No sugar but all the taste! Memory encryption without architectural support

Abstract

The protection of in situ data, typically require solutions that involve different kinds of encryption schemes. Even though the majority of these solutions prioritize the protection of cold data stored on secondary devices, it has been shown that sensitive information like passwords, secrets, and private data can be easily exfiltrated from main memory as well, by adversaries with physical access. As such, the protection of hot data that reside on main memory is equally important. In this paper, we aim to investigate whether it is possible to achieve memory encryption without any architectural support at a reasonable performance cost.

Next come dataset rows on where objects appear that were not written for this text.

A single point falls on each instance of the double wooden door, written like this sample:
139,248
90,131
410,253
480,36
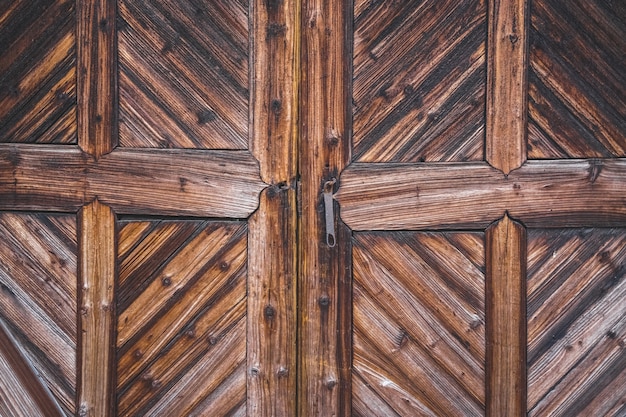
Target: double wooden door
279,208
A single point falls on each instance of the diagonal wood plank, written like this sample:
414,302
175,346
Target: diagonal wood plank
37,71
419,81
577,94
182,316
576,321
419,342
196,94
38,299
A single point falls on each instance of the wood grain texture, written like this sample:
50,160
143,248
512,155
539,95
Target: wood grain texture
37,71
577,94
96,76
324,384
181,328
419,80
419,314
576,322
506,84
540,194
272,248
97,309
506,319
183,74
38,267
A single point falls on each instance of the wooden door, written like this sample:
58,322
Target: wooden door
165,174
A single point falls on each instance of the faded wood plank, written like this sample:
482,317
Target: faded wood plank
506,318
506,84
272,253
97,309
540,194
324,384
178,182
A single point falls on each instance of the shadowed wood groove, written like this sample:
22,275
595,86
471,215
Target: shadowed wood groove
419,81
37,72
577,94
541,193
196,94
576,322
182,316
38,266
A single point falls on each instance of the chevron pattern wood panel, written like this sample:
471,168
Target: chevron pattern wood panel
38,284
37,71
577,322
419,80
577,82
183,74
181,318
419,336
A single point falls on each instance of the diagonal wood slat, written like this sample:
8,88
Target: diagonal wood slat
577,86
419,81
182,317
37,71
38,268
419,341
576,321
196,94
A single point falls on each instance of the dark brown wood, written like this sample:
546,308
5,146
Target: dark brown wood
576,329
324,383
506,84
577,104
37,71
96,76
183,74
505,319
569,193
419,81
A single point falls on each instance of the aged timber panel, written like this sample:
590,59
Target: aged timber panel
419,313
419,80
577,322
38,283
183,74
181,304
577,82
37,71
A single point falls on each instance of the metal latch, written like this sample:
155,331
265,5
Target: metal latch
329,213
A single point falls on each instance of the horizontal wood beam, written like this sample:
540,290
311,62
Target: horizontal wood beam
131,181
565,193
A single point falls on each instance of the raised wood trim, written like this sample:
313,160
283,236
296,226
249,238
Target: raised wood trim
324,294
272,257
97,259
505,321
39,395
96,76
507,46
566,193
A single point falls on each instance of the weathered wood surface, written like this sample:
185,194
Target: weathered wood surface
324,382
506,318
567,193
37,71
183,74
419,315
272,249
97,309
577,105
506,84
181,328
576,322
419,81
38,300
96,76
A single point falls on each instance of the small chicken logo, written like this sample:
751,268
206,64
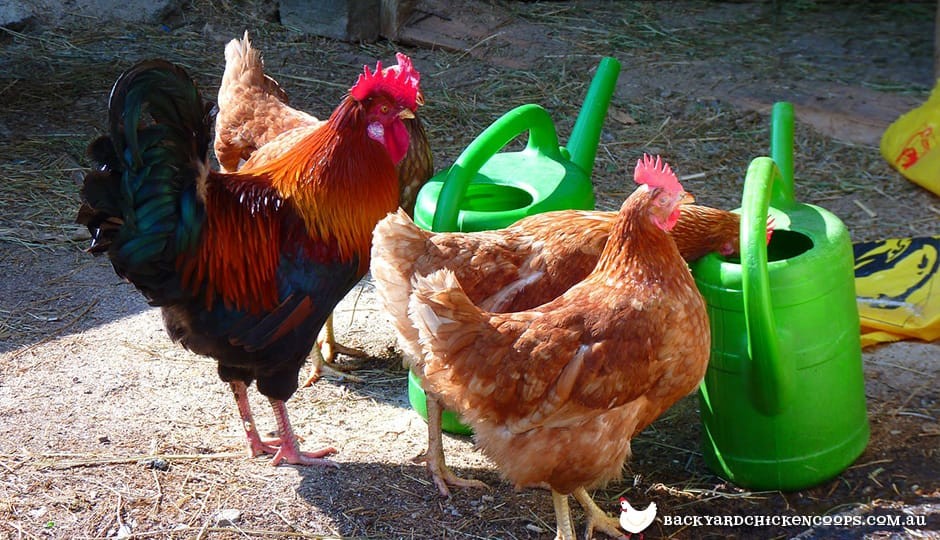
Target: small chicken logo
636,521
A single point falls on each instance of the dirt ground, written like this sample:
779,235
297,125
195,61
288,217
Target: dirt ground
108,430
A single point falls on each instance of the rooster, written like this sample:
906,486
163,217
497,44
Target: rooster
245,266
253,110
555,393
514,269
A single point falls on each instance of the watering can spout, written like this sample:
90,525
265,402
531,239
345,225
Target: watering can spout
586,134
781,150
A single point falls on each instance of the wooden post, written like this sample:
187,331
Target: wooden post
395,14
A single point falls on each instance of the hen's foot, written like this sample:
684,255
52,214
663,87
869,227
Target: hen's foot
322,368
596,518
434,456
443,477
291,454
562,517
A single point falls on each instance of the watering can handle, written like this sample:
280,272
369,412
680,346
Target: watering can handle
542,138
772,372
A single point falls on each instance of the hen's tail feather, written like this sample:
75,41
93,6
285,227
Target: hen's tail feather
141,202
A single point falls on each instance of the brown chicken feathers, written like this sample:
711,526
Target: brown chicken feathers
555,393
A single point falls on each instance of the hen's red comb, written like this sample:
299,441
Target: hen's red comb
400,82
655,173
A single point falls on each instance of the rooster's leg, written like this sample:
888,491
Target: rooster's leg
434,457
256,445
596,518
562,517
289,449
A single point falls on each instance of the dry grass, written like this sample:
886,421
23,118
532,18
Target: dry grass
54,85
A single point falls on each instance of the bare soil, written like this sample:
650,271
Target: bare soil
107,429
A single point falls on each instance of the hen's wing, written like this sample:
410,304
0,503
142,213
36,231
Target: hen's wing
253,108
587,351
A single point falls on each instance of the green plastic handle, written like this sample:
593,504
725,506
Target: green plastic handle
772,372
542,139
781,150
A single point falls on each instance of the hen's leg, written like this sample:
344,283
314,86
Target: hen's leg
434,457
562,517
289,449
596,518
331,348
256,445
323,354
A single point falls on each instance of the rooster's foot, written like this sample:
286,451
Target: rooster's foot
596,518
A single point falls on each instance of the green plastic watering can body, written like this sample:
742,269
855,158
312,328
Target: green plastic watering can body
488,189
782,402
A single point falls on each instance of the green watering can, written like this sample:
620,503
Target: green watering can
486,189
783,399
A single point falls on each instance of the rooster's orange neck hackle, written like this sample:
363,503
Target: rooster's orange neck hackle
339,178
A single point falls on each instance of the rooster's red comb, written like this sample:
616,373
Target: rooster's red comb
400,82
656,173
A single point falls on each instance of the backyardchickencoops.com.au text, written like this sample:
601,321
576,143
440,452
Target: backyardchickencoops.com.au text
907,520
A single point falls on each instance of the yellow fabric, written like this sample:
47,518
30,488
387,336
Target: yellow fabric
897,283
912,143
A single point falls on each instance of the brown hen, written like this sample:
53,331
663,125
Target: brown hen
554,394
513,269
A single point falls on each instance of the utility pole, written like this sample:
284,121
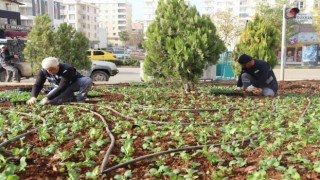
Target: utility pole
283,43
288,13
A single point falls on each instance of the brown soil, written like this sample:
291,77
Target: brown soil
48,167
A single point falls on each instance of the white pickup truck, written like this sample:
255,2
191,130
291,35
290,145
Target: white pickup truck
100,70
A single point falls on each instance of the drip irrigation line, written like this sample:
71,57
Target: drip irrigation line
106,157
188,148
174,150
173,109
26,133
155,122
18,137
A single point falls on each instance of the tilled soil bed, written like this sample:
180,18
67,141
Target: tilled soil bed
186,136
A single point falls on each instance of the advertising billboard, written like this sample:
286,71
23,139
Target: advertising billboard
310,54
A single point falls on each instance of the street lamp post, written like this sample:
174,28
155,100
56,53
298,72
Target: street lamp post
288,13
283,43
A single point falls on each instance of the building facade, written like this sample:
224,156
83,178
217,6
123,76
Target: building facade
114,16
10,21
83,16
150,7
31,8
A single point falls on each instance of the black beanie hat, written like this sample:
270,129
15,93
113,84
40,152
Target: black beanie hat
243,59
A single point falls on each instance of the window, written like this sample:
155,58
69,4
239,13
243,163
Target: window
3,21
71,8
300,4
13,21
72,16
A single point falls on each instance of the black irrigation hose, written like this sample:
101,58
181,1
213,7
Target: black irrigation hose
193,147
106,157
153,122
172,109
18,137
172,151
24,134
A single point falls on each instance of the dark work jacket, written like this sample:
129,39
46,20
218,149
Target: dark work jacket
262,74
5,57
66,76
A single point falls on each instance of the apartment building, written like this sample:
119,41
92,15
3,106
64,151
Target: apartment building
150,7
10,20
31,8
114,16
83,16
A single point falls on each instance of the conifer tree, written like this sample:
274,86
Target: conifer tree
71,47
66,44
259,40
180,43
40,42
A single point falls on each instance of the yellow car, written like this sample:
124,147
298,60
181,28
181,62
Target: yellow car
100,55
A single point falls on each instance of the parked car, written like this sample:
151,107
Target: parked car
24,69
100,55
102,70
121,54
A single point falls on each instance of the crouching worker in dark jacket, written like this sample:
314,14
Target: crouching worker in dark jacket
66,81
256,74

In particular, we propose the first of its kind software-based memory encryption approach, which ensures that sensitive data will remain encrypted in main memory at all times. Our approach is based on commodity off-the-shelf hardware, and is totally transparent to legacy applications. To accommodate different applications needs, we have built two versions of main memory encryption: Full and Selective Memory Encryption. Additionally, we provide a new memory allocation library that allows programmers to manage granular sensitive memory regions according to the specific requirements of each application. We conduct an extensive quantitative evaluation and characterization of the overheads of our software-based memory encryption, using both micro-benchmarks and real-world application workloads. Our results show that the performance overheads due to memory encryption are tolerable in real-world network scenarios, below 17% for HTTP and 27% for HTTPS.